Это – тогда. А сейчас – немногие бы туда отправились: научила жизнь отматываться от всего такого.
В провинциях наших зажима и тупости было побольше, в столицах, понятно, поменьше: мы балдели от свобод и демократий. Сколько позволено всего! И не сажают!
И при этом прекрасно знали, что на нашем университетском филфаке, скажем, полагается стукач на каждую группу, и знали, как происходит вербовка – в пустом кабинете декана, и каковы средства давления, и даже кое-кого из стучащих знали! И язык в общем держали на привязи. И все равно балдели от свобод, вот ведь что поразительно! Пьешь водку в общаге со стукачом – и балдеешь от свободы! Будь вы прокляты, грязные фискалы, наследнички палачей, сеявшие драконьи зубы, которые дохрупали теперь державу до самых костей.
Не будут прокляты. Хорошие зарплаты, приличные квартиры, социальный статус, спецобслуживание. Не подавятся. Давимся мы.

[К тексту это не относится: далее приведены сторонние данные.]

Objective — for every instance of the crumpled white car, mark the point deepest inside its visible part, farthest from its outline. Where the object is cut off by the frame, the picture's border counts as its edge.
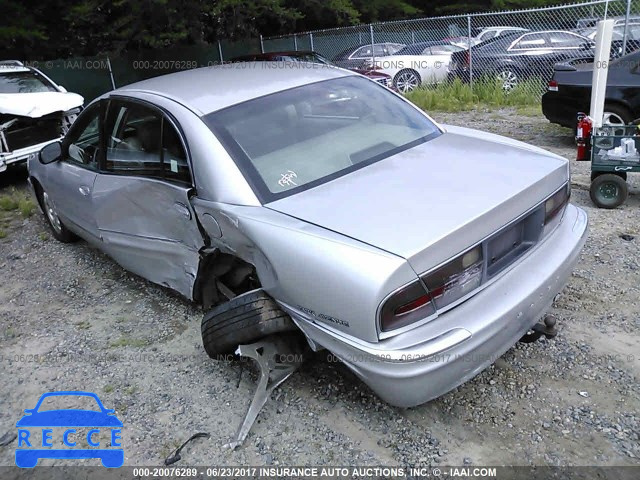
(34, 111)
(424, 63)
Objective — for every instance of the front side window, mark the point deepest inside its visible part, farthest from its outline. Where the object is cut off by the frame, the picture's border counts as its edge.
(363, 52)
(306, 136)
(566, 40)
(141, 141)
(24, 82)
(533, 40)
(83, 141)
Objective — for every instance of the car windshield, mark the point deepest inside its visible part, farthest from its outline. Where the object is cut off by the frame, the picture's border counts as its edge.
(24, 82)
(306, 136)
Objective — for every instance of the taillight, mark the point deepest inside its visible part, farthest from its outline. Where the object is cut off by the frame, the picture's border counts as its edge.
(445, 285)
(456, 279)
(406, 306)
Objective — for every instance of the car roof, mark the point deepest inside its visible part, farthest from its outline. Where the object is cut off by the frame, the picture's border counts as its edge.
(12, 69)
(208, 89)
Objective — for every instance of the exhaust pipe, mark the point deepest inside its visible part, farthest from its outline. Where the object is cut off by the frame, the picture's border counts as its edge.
(547, 328)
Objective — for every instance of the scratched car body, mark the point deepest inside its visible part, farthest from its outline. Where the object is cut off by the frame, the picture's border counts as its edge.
(96, 418)
(318, 200)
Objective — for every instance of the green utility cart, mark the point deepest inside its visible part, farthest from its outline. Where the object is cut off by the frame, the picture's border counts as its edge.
(615, 152)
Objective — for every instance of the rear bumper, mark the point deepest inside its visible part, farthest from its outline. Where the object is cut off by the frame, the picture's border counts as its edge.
(22, 155)
(461, 343)
(560, 110)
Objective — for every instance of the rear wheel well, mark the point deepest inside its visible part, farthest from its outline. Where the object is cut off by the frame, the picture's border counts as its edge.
(37, 188)
(222, 276)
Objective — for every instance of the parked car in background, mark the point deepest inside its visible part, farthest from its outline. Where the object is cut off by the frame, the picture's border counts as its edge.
(593, 21)
(515, 56)
(34, 111)
(570, 92)
(424, 63)
(484, 34)
(357, 56)
(314, 200)
(312, 57)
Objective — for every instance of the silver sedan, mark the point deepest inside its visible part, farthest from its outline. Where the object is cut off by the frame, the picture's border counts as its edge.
(311, 198)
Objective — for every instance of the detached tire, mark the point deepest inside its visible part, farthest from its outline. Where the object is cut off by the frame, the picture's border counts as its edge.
(608, 191)
(244, 319)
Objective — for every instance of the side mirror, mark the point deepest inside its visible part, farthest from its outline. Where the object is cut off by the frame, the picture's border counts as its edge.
(50, 153)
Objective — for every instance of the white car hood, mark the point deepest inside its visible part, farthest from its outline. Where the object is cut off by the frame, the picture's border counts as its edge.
(38, 104)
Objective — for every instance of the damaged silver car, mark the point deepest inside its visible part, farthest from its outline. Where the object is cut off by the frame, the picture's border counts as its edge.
(317, 200)
(34, 111)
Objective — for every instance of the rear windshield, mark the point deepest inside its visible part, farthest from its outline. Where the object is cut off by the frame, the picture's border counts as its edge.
(303, 137)
(24, 82)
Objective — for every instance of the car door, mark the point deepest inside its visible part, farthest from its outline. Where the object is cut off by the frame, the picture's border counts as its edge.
(141, 196)
(70, 181)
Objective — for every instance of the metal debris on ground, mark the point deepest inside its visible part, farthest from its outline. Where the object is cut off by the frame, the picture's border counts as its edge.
(278, 359)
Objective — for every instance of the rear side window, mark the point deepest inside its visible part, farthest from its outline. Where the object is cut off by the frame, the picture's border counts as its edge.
(141, 141)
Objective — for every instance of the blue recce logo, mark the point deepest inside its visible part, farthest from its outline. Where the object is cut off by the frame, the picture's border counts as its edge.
(35, 433)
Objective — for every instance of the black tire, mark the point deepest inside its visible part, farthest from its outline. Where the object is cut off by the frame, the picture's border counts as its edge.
(407, 80)
(622, 175)
(244, 319)
(58, 229)
(608, 191)
(612, 110)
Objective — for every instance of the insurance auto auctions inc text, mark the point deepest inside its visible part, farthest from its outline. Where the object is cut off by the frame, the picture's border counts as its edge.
(372, 472)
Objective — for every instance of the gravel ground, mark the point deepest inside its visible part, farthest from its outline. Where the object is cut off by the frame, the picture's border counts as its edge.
(71, 319)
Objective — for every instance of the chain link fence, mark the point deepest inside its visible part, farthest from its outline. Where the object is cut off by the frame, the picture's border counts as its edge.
(510, 48)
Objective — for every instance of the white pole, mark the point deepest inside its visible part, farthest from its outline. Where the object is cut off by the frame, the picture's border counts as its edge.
(601, 70)
(626, 28)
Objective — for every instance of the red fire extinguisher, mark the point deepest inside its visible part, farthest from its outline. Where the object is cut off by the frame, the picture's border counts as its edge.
(583, 137)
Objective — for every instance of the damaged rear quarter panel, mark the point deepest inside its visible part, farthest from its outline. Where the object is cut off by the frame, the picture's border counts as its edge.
(310, 268)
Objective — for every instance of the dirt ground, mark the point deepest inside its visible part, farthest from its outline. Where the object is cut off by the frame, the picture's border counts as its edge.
(71, 319)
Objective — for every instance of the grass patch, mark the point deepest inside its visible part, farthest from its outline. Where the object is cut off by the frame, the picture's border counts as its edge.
(457, 96)
(129, 342)
(20, 201)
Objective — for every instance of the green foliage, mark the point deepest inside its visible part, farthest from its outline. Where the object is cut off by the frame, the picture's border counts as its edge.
(68, 28)
(458, 96)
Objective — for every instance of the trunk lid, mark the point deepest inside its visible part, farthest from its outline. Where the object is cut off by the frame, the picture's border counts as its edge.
(433, 201)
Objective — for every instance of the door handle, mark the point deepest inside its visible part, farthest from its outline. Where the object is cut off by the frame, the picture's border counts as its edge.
(182, 209)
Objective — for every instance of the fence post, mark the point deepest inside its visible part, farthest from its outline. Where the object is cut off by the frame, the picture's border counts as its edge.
(373, 55)
(113, 82)
(470, 52)
(626, 28)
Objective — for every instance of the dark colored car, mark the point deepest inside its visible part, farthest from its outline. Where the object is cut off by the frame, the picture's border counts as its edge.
(359, 55)
(513, 57)
(570, 92)
(312, 57)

А все-таки – все-таки – комплексуют! Истеричными делаются на этой работе, со стеснением о ней сообщают, а если спорят о деле своем – так с озлоблением, тупым отверганием всего не своего… Как ни верти – а ремесло доносчика, полицейского, палача, – всегда было презренным ремеслом.
(«А куда было деться, меня бы исключили за академическую задолженность…»
«А куда было деться, потом не устроился бы ни на какую приличную работу, только в деревенскую школу…»)
Когда (по слухам, официальной информации – тю-тю) у Виктора Некрасова конфисковали архив, то один из уходящих с пачками бумаг сказал вежливо, смущенно, человечно: «Простите ради бога, Виктор Платонович, – служба…» – На что был ответ: «А вот службу себе, молодой человек, каждый выбирает сам». Тоже не всегда сам. Но в наше-то не слишком голодное время – сам, сам, голубчик. И что, получил ты счастье со своей службы? Нет, дорогой, если ты не ощущаешь себя единым, родным со своим народом, – все у тебя может быть, а счастья нет. Э, а может, и есть – собаке собачье счастье.
Следователь-хмурик с утра на валидоле,
как пророк подследственный бородой оброс…
И было в Ленинградском политехническом «дело декабристов» – в декабре проходил процесс над студенческой организацией:
– Мы знали с самого начала, что успеха добиться не можем, ничего сделать не сможем, но – должен, должен же кто-то сказать правду!!
После этого Политех навсегда перестал быть в Ленинграде рассадником вольнодумства. Тоже, помнится, шестьдесят пятый год.
Так что – похрустывало, похрустывало уже тогда, но мы того еще не понимали, не знали многого, да и накат инерции был велик: мы еще годик-другой побалдели…
Когда на сердце тяжесть,
И холодно в груди…
Потом грянула Шестидневная израильско-египетская война. Май шестьдесят семь. Вот тут-то и запахло керосином.
Насера у нас не любили, не уважали, не почитали: крайне порицали Никиту, что он дал ему Героя, а особенно возмущались, что наглый Насер на фотографии у Асуанской плотины даже не надел Звезды: уже потом узнали, что Звезды-то и не было, Никита дал ему Героя самочинно.
Напиши мне, мама, в Египет,
как там Волга моя течет…
И ведь передавали, что Насер сгноил в концлагерях всех коммунистов, которые до того в Египте были, что египтяне ленивы, трусливы и жуликоваты, живут в страшной бедности, и рожа у Насера противная была, уж это точно; нет, Насер у нас популярной фигурой не был.
Правда, и евреи никогда не были уж самым любимым народом нигде. Но, поскольку интеллигенция всегда настроена оппозиционно, в среде интеллигенции настроения наблюдались антиофициальные, а антиофициальные – это произраильские. Анекдоты ходили про эту войну все в одни ворота: евреи выступали хитрыми и расчетливыми, но арабы – тупыми и неудачливыми.
Воля ваша, но евреям после этих событий лучше не стало – то есть советским евреям. Разумеется, советские евреи самые счастливые в мире, как и все прочие советские люди: но назови мне такую обитель, где девушки и молодые женщины то и дело сжигают себя?! братцы, ведь только у нас, только у нас! привет нашему гуманизму. Нет, это не еврейские девушки, норма по их сожжению была перевыполнена в военные годы надолго, – это мусульманские девушки. Евреи всегда отличались возмутительным жизнелюбием и жизненной цепкостью. У нас в школе выпускников было двести человек – три одиннадцатых класса и четыре десятых. Обе золотые медали получили евреи, а также две серебряные из пяти.